Gemäß § 28 Abs. 4 SGB II in der Fassung ab 01.01.2011 werden bei Schülerinnen und Schülern, die für den Besuch der nächstgelegenen Schule des gewählten Bildungsgangs auf Schülerbeförderung angewiesen sind, die dafür erforderlichen tatsächlichen Aufwendungen berücksichtigt, soweit sie nicht von Dritten übernommen werden und es der leistungsberechtigten Person nicht zugemutet werden kann, die Aufwendungen aus dem Regelbedarf zu bestreiten.


Hintergrund für die Neuregelung war vor allem, dass in den meisten Bundesländern die Kosten der Schülerbeförderung nur bis zum Ende der Sekundarstufe 1, das heißt bis zu einem mittleren Schulabschluss vollständig oder in Form eines Zuschusses getragen werden. Schülerinnen und Schüler der Sekundarstufe 2 - ab der 10. Klasse im achtjährigen Gymnasium - mussten diese Aufwendungen bis zum 31.12.2010 aus dem Regelsatz bestreiten (BSG vom 28.10.2009 - B 14 AS 44/08 R).

 Nunmehr zahlt der Bund für die leistungsberechtigten Kinder unter bestimmten Voraussetzungen die tatsächlichen Aufwendungen der schulbedingten Fahrtkosten, allerdings nur wenn es sich um die nächstgelegene Schule des gewählten Bildungsgangs handelt. Wird eine andere Schule besucht, so muss nachweislich der Besuch der nächstgelegenen Schule nicht möglich sein (Münder, SGB II, 4. Auflage, Rn. 17 zu § 28).

Diese Voraussetzungen liegen vorliegend nicht vor. Dem Kläger wäre es jederzeit möglich, die nächstgelegene Schule des gewählten Bildungsgangs, nämlich die Hauptschule in A-Stadt zu besuchen.
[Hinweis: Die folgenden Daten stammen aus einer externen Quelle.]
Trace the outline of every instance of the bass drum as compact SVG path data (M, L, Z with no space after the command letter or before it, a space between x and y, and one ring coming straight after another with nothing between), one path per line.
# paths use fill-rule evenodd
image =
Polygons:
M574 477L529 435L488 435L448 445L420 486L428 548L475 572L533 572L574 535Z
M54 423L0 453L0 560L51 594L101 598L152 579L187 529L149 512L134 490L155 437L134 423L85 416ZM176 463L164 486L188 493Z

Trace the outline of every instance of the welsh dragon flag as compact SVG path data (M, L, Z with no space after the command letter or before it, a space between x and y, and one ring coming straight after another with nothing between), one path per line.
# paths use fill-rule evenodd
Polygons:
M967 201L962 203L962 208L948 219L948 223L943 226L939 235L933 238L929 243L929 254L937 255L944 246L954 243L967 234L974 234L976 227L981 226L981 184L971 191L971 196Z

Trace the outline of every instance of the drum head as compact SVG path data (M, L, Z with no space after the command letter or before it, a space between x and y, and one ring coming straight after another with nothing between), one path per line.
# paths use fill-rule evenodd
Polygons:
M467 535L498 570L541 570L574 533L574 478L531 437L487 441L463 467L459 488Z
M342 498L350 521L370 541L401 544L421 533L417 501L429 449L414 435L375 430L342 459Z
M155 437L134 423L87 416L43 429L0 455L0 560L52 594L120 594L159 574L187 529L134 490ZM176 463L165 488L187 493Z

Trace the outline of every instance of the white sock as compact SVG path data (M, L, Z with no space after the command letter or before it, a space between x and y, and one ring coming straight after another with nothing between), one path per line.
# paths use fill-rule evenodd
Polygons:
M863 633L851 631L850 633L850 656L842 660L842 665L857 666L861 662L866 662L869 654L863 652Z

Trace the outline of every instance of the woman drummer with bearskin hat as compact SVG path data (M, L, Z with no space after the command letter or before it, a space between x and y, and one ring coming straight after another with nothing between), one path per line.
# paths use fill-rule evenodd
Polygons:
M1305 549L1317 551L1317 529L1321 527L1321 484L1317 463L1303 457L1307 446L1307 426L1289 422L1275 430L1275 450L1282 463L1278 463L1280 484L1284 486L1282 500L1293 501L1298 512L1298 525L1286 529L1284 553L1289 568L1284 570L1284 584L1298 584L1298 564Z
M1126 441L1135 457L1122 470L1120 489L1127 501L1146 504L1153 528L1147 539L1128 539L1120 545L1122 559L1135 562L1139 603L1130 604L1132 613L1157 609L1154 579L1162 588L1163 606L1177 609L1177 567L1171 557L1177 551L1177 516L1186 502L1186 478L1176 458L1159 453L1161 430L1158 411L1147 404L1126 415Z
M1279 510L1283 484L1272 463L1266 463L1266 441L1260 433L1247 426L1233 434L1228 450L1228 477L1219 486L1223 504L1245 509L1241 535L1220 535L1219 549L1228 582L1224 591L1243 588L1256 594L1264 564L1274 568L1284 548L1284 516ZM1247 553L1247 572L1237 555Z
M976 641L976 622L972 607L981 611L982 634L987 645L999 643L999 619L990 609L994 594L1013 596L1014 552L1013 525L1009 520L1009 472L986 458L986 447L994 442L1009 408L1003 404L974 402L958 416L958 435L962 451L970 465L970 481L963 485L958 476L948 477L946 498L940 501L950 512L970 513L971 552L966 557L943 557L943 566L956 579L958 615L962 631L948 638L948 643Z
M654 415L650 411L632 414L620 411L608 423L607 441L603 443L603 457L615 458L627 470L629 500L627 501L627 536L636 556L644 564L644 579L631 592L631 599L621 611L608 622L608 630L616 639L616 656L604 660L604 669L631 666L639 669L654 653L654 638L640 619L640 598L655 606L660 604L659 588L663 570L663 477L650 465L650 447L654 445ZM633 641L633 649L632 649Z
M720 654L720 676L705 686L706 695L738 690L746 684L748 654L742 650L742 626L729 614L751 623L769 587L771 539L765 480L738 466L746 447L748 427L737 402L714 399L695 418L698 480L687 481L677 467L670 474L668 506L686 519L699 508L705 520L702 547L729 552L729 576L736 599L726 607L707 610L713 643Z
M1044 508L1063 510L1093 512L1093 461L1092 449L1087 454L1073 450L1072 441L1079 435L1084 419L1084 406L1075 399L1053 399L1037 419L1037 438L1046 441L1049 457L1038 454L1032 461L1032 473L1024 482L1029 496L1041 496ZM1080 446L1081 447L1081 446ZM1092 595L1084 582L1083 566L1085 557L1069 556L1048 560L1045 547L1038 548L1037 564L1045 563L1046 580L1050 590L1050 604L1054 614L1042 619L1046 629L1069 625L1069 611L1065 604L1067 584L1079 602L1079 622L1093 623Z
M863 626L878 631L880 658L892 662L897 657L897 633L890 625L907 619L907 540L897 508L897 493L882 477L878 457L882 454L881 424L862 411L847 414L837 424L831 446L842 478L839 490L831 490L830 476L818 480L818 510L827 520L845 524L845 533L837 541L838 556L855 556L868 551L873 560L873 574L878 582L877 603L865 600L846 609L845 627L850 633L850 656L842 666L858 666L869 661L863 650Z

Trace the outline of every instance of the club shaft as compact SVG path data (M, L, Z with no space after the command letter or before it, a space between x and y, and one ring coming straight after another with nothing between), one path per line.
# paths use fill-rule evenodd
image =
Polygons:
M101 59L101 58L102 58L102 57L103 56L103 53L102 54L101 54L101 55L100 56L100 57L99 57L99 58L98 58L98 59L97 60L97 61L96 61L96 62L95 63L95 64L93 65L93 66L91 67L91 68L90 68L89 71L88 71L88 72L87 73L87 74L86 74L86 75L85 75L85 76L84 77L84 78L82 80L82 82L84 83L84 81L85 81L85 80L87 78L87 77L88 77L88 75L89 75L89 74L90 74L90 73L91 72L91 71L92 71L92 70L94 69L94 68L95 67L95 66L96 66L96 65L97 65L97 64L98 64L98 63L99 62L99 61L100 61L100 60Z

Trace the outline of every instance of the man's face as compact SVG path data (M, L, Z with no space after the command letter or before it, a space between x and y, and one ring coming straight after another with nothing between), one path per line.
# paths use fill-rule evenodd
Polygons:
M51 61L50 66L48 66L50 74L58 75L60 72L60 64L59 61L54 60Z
Er wäre hierzu sogar verpflichtet, wenn ihm die Gemeinde A-Stadt nicht auf seinen Antrag den Besuch der G.-Mittelschule in R. im Rahmen eines Gastschulverhältnisses ausdrücklich genehmigt hätte. Der Besuch dieser Schule erfolgt also nicht deshalb, weil der Kläger die nächstgelegene Schule des gewählten Bildungsgangs nicht besuchen kann, sondern weil er sie nicht besuchen möchte.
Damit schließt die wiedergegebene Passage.